E così conosciamo, ma ancora troppo giovani e provinciali per capire e farci conoscere, le più belle figure della stampa democratica italiana e dell’impegno sociale che in quel tempo la caratterizzava: da Ettore Masina a Giampaolo Cresci da Ilario Favareto a Maurizio Carbognin…

Abbiamo capito che c’era un’Italia che pensava, che ragionava, che sperava e che si conosceva. Ma soprattutto abbiamo capito che noi eravamo un pezzetto di questa Italia, anche se non lo sapevamo.

Dal Brogliaccio, nel 1967 ho provato a fare il salto, ma non alternativo: ho tentato di collaborare con “il Corriere Adriatico”. All’epoca ero già un osservatore dell’attualità e il quotidiano dorico mi dava la possibilità di pubblicare nel giro di una settimana i miei brevi pezzi di cronaca e costume.

Portavo delle foto e degli articoli autocommissionati ad un redattore che mi accoglieva arcigno: sembrava sempre, chissà perché, che lo infastidissi. Però, mi pubblicava.

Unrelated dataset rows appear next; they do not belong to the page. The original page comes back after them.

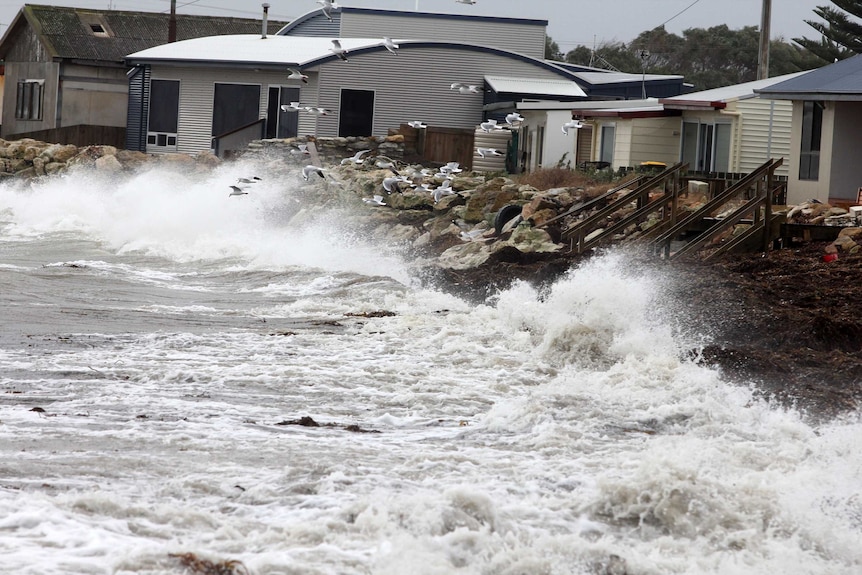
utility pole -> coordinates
[757,0,772,80]
[168,0,177,42]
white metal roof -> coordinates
[662,72,806,106]
[126,34,383,66]
[572,72,682,86]
[485,76,587,98]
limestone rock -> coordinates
[95,155,123,174]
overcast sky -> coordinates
[0,0,831,52]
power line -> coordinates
[652,0,700,30]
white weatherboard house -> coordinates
[126,8,585,158]
[536,72,804,176]
[758,56,862,204]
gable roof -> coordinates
[660,72,806,110]
[0,4,285,63]
[757,55,862,101]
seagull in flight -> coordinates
[317,0,338,22]
[287,68,308,84]
[341,150,370,166]
[303,106,332,116]
[329,40,347,62]
[456,82,481,94]
[362,194,386,206]
[479,118,503,134]
[563,120,584,136]
[290,144,311,156]
[383,176,410,193]
[506,112,524,125]
[432,180,455,204]
[302,164,325,182]
[476,148,503,158]
[383,37,398,56]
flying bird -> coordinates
[383,37,398,56]
[362,195,386,206]
[476,148,503,158]
[563,120,584,136]
[290,144,311,156]
[330,40,347,62]
[317,0,338,22]
[341,150,369,166]
[432,180,455,204]
[479,118,503,133]
[287,68,308,84]
[302,164,325,182]
[506,112,524,124]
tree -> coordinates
[793,0,862,64]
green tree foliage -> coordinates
[793,0,862,64]
[553,24,832,90]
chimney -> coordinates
[168,0,177,43]
[260,2,269,40]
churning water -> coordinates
[0,163,862,575]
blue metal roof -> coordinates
[755,55,862,100]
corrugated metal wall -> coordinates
[152,65,317,154]
[735,98,793,176]
[340,12,545,59]
[317,47,576,136]
[473,128,512,172]
[126,66,150,152]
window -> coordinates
[799,101,823,181]
[599,125,617,165]
[266,86,299,138]
[15,80,45,120]
[147,80,180,148]
[338,89,374,137]
[212,84,260,136]
[682,122,731,172]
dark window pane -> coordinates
[212,84,260,136]
[338,90,374,137]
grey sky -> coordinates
[0,0,831,52]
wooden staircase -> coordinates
[546,159,782,259]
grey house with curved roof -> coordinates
[126,8,586,158]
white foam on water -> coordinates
[0,162,409,282]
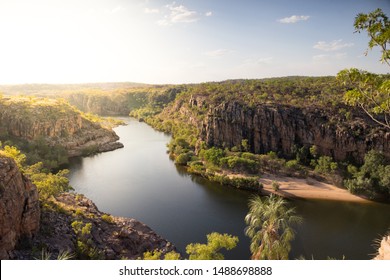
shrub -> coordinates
[272,181,280,191]
[314,156,338,174]
[175,153,191,165]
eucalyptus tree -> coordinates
[337,9,390,130]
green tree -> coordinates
[24,162,73,200]
[354,9,390,66]
[245,195,302,260]
[337,9,390,129]
[186,232,238,260]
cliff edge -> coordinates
[0,97,123,157]
[0,154,40,260]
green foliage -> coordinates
[25,162,72,200]
[71,221,102,260]
[175,153,191,165]
[314,156,338,174]
[219,156,258,173]
[337,9,390,129]
[354,9,390,66]
[186,232,238,260]
[344,150,390,198]
[245,195,302,260]
[102,214,114,224]
[272,181,280,191]
[142,250,162,261]
[337,68,390,129]
[0,145,26,170]
[164,251,180,261]
[210,174,263,191]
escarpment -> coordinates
[161,95,390,163]
[66,93,130,116]
[0,97,123,156]
[0,155,40,260]
[13,193,176,259]
[374,235,390,260]
[201,102,390,162]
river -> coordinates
[70,118,390,259]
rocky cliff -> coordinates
[374,235,390,260]
[0,155,40,260]
[0,97,123,156]
[65,93,130,116]
[12,193,175,259]
[197,101,390,162]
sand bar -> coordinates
[260,174,371,203]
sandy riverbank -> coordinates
[260,174,370,203]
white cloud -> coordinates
[106,6,124,14]
[313,39,354,52]
[278,15,310,23]
[313,53,347,62]
[204,49,233,58]
[144,8,160,14]
[257,57,274,64]
[158,2,199,25]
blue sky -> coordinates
[0,0,390,84]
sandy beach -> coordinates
[260,174,370,203]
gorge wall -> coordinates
[201,102,390,162]
[0,97,123,156]
[160,95,390,163]
[0,155,40,260]
[374,235,390,260]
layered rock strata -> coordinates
[0,155,40,260]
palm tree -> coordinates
[245,194,302,260]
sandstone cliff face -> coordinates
[0,98,123,156]
[374,235,390,260]
[13,193,175,259]
[66,93,130,116]
[200,101,390,162]
[0,155,40,260]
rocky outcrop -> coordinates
[200,101,390,162]
[13,193,175,259]
[374,235,390,260]
[0,155,40,260]
[65,93,130,116]
[0,98,123,156]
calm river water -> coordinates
[70,118,390,259]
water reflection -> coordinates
[70,119,390,259]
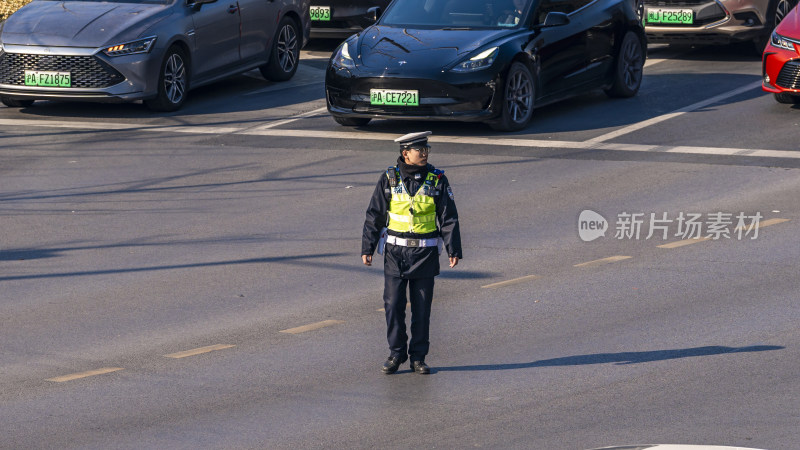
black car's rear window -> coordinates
[381,0,532,28]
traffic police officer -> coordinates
[361,131,461,374]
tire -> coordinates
[633,0,644,23]
[259,17,303,81]
[333,116,372,127]
[605,31,644,98]
[489,62,534,131]
[0,97,35,108]
[753,0,796,56]
[144,46,190,112]
[773,94,800,105]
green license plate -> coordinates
[645,8,694,25]
[25,70,72,87]
[308,6,331,22]
[369,89,419,106]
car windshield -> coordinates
[380,0,533,29]
[39,0,170,5]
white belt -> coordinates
[386,236,439,247]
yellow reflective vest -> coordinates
[386,167,444,234]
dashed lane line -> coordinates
[735,218,791,231]
[481,275,541,289]
[250,106,328,131]
[656,237,711,248]
[572,255,633,267]
[164,344,236,359]
[280,320,344,334]
[46,367,124,383]
[586,80,761,142]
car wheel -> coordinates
[753,0,795,56]
[606,31,644,97]
[774,94,800,105]
[0,97,34,108]
[144,47,189,111]
[259,17,302,81]
[490,62,533,131]
[333,116,372,127]
[633,0,644,23]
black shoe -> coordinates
[381,356,408,374]
[411,361,431,375]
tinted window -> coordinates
[537,0,594,23]
[38,0,175,5]
[381,0,532,28]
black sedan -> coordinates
[325,0,646,131]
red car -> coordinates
[761,8,800,104]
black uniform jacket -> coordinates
[361,160,462,279]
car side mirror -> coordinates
[186,0,217,8]
[542,11,569,27]
[364,6,383,23]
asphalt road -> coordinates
[0,43,800,450]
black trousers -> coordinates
[383,275,433,361]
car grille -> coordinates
[0,53,125,89]
[353,103,440,116]
[644,0,728,28]
[775,61,800,89]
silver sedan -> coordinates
[0,0,310,111]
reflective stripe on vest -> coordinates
[387,171,439,234]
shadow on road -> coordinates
[433,345,785,372]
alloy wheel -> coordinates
[506,71,533,123]
[164,53,186,104]
[278,24,297,72]
[621,39,643,90]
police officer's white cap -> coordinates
[394,131,433,147]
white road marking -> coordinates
[656,237,711,248]
[0,113,800,159]
[644,47,686,69]
[164,344,236,359]
[572,255,633,267]
[586,80,761,142]
[280,320,344,334]
[734,218,791,231]
[256,106,328,132]
[481,275,541,289]
[46,367,124,383]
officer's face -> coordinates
[403,147,430,166]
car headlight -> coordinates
[771,31,794,50]
[450,47,500,72]
[331,42,356,69]
[103,36,156,56]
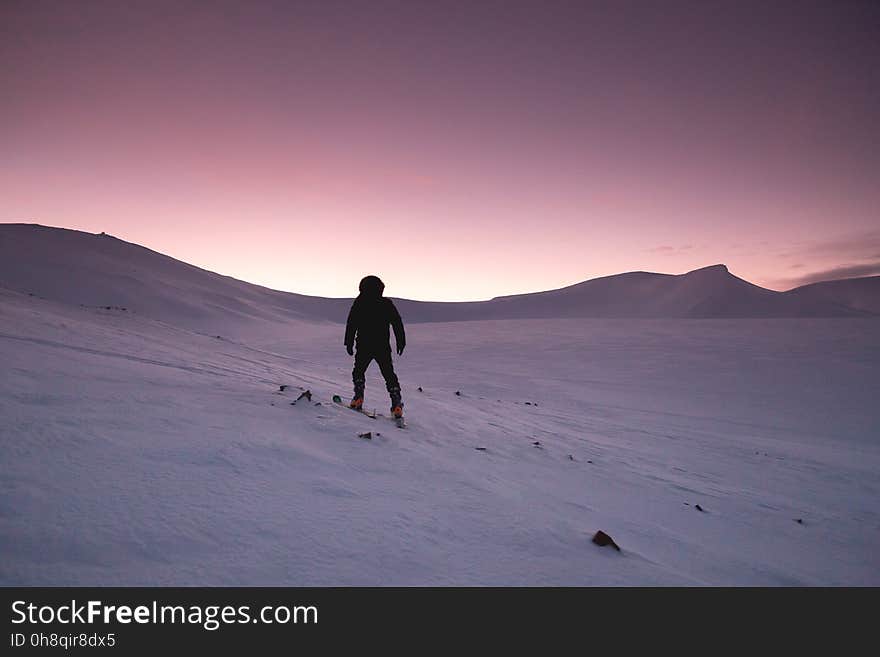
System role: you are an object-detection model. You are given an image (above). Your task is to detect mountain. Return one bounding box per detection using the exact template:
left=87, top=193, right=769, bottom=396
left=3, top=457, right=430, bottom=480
left=0, top=224, right=880, bottom=332
left=0, top=224, right=348, bottom=330
left=786, top=276, right=880, bottom=315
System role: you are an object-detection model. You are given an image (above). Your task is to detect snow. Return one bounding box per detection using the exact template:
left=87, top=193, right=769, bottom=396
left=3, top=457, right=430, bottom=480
left=0, top=278, right=880, bottom=586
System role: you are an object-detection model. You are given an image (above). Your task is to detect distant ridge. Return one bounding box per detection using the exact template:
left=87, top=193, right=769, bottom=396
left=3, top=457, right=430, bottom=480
left=0, top=224, right=880, bottom=330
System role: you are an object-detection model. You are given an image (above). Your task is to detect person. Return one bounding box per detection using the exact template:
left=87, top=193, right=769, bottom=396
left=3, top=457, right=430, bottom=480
left=345, top=275, right=406, bottom=418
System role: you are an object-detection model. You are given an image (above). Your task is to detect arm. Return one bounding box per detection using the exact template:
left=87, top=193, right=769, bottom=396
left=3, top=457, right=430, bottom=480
left=388, top=299, right=406, bottom=354
left=345, top=300, right=358, bottom=354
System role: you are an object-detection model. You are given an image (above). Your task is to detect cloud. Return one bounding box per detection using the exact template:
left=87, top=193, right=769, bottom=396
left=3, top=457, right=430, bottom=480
left=645, top=244, right=694, bottom=255
left=782, top=230, right=880, bottom=260
left=789, top=260, right=880, bottom=287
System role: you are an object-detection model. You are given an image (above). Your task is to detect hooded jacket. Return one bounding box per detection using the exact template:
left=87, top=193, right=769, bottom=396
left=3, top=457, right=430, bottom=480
left=345, top=276, right=406, bottom=353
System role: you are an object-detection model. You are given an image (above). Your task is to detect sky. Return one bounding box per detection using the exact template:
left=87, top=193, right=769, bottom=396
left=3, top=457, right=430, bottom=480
left=0, top=0, right=880, bottom=300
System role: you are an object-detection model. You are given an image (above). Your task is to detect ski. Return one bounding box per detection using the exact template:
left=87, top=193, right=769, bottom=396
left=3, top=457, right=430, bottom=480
left=333, top=395, right=406, bottom=429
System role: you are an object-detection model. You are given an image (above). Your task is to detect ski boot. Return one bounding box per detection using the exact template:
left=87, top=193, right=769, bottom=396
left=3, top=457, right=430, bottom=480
left=348, top=379, right=366, bottom=411
left=388, top=388, right=403, bottom=420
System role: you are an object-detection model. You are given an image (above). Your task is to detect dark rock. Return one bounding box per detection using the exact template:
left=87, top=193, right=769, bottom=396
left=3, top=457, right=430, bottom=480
left=593, top=529, right=620, bottom=552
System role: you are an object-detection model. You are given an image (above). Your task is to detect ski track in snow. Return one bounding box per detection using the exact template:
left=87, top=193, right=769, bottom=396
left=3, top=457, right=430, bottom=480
left=0, top=292, right=880, bottom=586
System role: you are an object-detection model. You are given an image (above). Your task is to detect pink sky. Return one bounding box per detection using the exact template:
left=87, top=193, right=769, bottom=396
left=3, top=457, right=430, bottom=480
left=0, top=1, right=880, bottom=300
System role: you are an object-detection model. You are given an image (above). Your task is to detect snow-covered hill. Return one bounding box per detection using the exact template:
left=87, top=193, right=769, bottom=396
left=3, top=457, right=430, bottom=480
left=0, top=282, right=880, bottom=586
left=0, top=224, right=880, bottom=336
left=0, top=226, right=880, bottom=585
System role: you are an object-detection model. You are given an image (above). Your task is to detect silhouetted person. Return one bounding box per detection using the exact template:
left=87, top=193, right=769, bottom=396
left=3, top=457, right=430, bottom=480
left=345, top=276, right=406, bottom=417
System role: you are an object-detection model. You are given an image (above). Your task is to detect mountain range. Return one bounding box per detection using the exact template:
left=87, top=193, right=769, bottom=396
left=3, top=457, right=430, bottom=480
left=0, top=224, right=880, bottom=330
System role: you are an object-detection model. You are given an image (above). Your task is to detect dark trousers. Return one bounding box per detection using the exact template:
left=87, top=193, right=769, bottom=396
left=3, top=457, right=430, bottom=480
left=351, top=349, right=400, bottom=395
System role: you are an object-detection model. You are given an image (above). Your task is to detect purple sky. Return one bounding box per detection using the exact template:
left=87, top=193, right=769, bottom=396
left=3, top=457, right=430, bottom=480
left=0, top=0, right=880, bottom=299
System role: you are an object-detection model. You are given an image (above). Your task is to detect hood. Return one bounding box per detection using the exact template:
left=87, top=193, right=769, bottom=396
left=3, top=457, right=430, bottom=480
left=358, top=275, right=385, bottom=299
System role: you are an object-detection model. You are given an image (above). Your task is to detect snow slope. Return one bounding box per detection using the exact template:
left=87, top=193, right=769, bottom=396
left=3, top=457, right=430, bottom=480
left=0, top=288, right=880, bottom=586
left=787, top=276, right=880, bottom=315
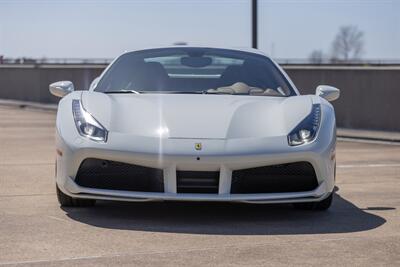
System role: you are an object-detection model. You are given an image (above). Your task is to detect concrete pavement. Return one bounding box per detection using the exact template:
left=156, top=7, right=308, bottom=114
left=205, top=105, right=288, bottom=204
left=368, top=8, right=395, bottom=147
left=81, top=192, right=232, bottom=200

Poi ho continuato, nel tempo, a chiedermi che cosa ho da dire agli altri e come fare per farmi capire. E scrivere, quando ci riesco, è sempre un sollievo, per me. È un lavaggio nel profondo che, ogni volta mi libera e, contemporaneamente mette in evidenza altre cose nascoste dentro di me.

Per questo, oggi, mi sento grato al Brogliaccio: per queste cose che ho vissuto, compreso il ’68, che abbiamo fatto senza saperlo, ovviamente e che ad Ancona lo abbiamo fatto di più verso il 1969, se ricordo bene.

Il motivo della gratitudine? Ho potuto affrontare questi “passaggi” con una piccola comunità pensante dietro le spalle. E la dote di quelle esperienze mi ha sostenuto per molto tempo e per molti passaggi ancora.

Neanche questo, allora, lo sapevo. Ma oggi sì.